Pour se figurer la violence du groupe, on peut citer la ville de Baga, qui a été littéralement rasée et incendiée en janvier 2015. Amnesty International évoque près de 2 000 morts.

L’agence de développement international des Etats-Unis (USAID) estime que près d’1,5 millions de personnes ont été déplacées de force depuis 2009. La sécurité alimentaire n’est pas garantie dans le pays : pour l’année 2014, l’agence avertissait de l’état d’urgence de la région du Nord – l’état d’urgence étant celui qui précède la famine.
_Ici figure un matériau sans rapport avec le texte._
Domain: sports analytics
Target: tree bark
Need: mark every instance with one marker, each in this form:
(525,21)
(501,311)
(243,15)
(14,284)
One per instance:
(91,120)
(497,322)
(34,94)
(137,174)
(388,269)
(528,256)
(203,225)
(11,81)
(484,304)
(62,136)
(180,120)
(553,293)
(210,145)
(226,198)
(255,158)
Ainsi, l’Agence nigériane de gestion des urgences (NEMA) ne reçoit que 10% des déplacés (les autres vont chez des connaissances) et pourtant peine à subvenir à leurs besoins les plus essentiels. Le Nigéria est d’ailleurs le grenier des pays voisins : une mauvaise récolte a toujours des répercussions sur les pays voisins du Sahel.

Le Nigéria est un pays en explosion démographique, au sous-sol très riche. Alors que 45% de la population a moins de 15 ans, la guerre accentue son défaut d’éducation dans le Nord du pays, où 40% des 6-11 ne sont pas scolarisés. L’UNICEF parle de 100 élèves par classe, et observe un décalage entre les sexes : il y a en moyenne une fille scolarisée pour deux garçons. Ceci pose de nombreux problèmes de long terme ; dans l’état actuel des choses, les infrastructures sont insuffisantes pour offrir une éducation décente à une population croissante. Un exemple : pour le primaire, en moyenne, il y a un cabinet de toilettes pour 600 élèves.

Le rôle du gouvernement nigérian mis en question

Le gouvernement nigérian ne semble pas tout faire pour arrêter Boko Haram. L’IFRA a publié un livre, Boko Haram : Islamism, politics, security and the state, qui met l’accent sur sa responsabilité. Les stratégies ont été changeantes, les infrastructures publiques sont inapprorpriées, et la répression a souvent été aveugle et sanglante. On peut évoquer le cas de la caserne de Giwa, située à Maidaguri. Amnesty International révélait déjà en 2013 que des centaines de détenus sont tués dans des circonstances troubles. Boko Haram avait tenté de libérer les prisonniers, mais les représailles militaires ont occasionné près de 600 morts selon l’ONG, " pour la plupart des détenus non-armés ayant été recapturés ". Daniel Eyre, chercheur à Amnesty, avait notamment accusé le général Ahmadu Mohammed, qui fut démis de ses fonctions en 2015 mais réintégré en 2016 alors que les preuves, selon Eyre, sont "irréfutables".

L’ONG a publié un rapport extrêmement explicite et accusateur, qu’elle intitule Des galons aux épaules, du sang sur les mains. Elle reconnaît que la dimension transfrontalière de Boko Haram joue un grand rôle dans l’essor et l’impunité de Boko Haram, mais elle soutient que l’insécurité a toujours arrangé une classe politique corrompue, parce qu’elle paralyse la surveillance et les contrôles de l’Etat.